Selepas mengurus hotel, saya langsung mencari Gereja Katedral. Tapi sayang, ketika itu ibadat Jumat Agungnya masih lama. Tarif taksi dari Comoro ke tegah kota Dili 1 dolar Amerika Serikat. Sopir taksi setempat berbicara Bahasa Indonesia. Siaran-siaran radio pun masih campur Bahasa Tetun dan Indonesia. Sopir taksi mengingatkan saya untuk tidak pulang terlalu malam karena situasi belum kondusif. Taksi pun tak berani pulang di atas jam enam. Maka setelah melihat Dili sepintas lalu dan mengunjungi Kantor KPU-nya, saya kembali ke hotel menggunakan taksi dengan tarif yang sama. Hari itu dilewati tanpa mengikuti Jumat Agung.

Jam demi jam di hotel saya lewati dengan membaca novel yang saya bawa dari Jakarta. Keesokan harinya saya kembali ke pusat Kota Dili. Saya mampir di Hotel Timor tempat para pemantau dan pengamat asing berkumpul. Pas jam makan siang saya ke Kampung Alor.
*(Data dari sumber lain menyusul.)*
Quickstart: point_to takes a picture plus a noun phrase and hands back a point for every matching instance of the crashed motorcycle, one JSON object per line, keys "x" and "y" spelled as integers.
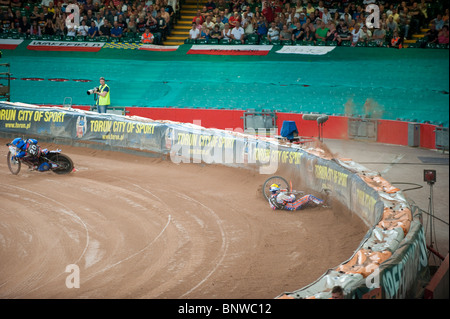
{"x": 286, "y": 187}
{"x": 45, "y": 160}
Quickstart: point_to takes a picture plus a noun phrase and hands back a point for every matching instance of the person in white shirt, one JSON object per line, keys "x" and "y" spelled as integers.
{"x": 356, "y": 34}
{"x": 83, "y": 29}
{"x": 194, "y": 33}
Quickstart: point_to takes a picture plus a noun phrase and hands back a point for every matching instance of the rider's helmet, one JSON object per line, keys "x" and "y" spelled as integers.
{"x": 19, "y": 143}
{"x": 274, "y": 188}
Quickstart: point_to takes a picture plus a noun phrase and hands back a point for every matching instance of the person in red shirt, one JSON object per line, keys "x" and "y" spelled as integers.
{"x": 147, "y": 37}
{"x": 267, "y": 11}
{"x": 234, "y": 20}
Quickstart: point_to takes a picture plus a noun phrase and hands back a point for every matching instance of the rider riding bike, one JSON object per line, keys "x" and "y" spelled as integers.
{"x": 30, "y": 151}
{"x": 282, "y": 200}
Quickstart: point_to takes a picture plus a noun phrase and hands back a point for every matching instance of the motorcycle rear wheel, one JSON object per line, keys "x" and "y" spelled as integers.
{"x": 65, "y": 164}
{"x": 14, "y": 165}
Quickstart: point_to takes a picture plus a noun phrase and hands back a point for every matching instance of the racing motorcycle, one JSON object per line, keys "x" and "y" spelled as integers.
{"x": 286, "y": 187}
{"x": 53, "y": 161}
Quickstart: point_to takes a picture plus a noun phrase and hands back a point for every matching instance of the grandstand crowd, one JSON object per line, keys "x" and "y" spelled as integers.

Makan siang di warung nasi milik orang-orang Indonesia dengan menu nasi ayam seharga satu dolar AS.

Selepas makan siang, saya mengikuti jumpa pers para calon dan para pendukungnya. Juga mengikuti jumpa pers KPU. Jumpa pers di sana diberikan oleh seorang pastor SDB dalam empat bahasa: Tetun, Inggris, Indonesia, dan Porto dengan sama lancarnya. Mengagumkan.

Ketika senja tiba, saya bergeser ke depan Governo atau Kantor Perdana Menteri. Ini adalah bekas kantor Gubernur Timor Timur. Tidak ada pagar pembatas. Ini adalah kompleks kota tuanya Dili. Di sekitar situ banyak bangunan tua peninggalan Portugis. Ada yang terawat bagus. Ada juga yang tidak. Di depan kantor perdana menteri itu, ada lapangan cukup luas. Di ujungnya ada pohon-pohon yang di bawahnya ditempatkan kursi. Pengunjung bisa duduk-duduk di situ menikmati senja dan semilir angin pantai. Di bibir pantai ada tembok yang bisa diduduki sambil menyaksikan matahari tenggelam di balik ufuk. Sungguh Indah. Sebelum jam enam, saya balik ke Hotel Timor Lodge. Malamnya, saya ikut misa paskah di gereja Comoro yang tidak jauh dari hotel. Saya bersama umat di sekitar gereja itu mengendap dalam kegelapan malam. Tidak ada penerangan jalan. Wangi-wangian para gadis yang ke gereja semerbak.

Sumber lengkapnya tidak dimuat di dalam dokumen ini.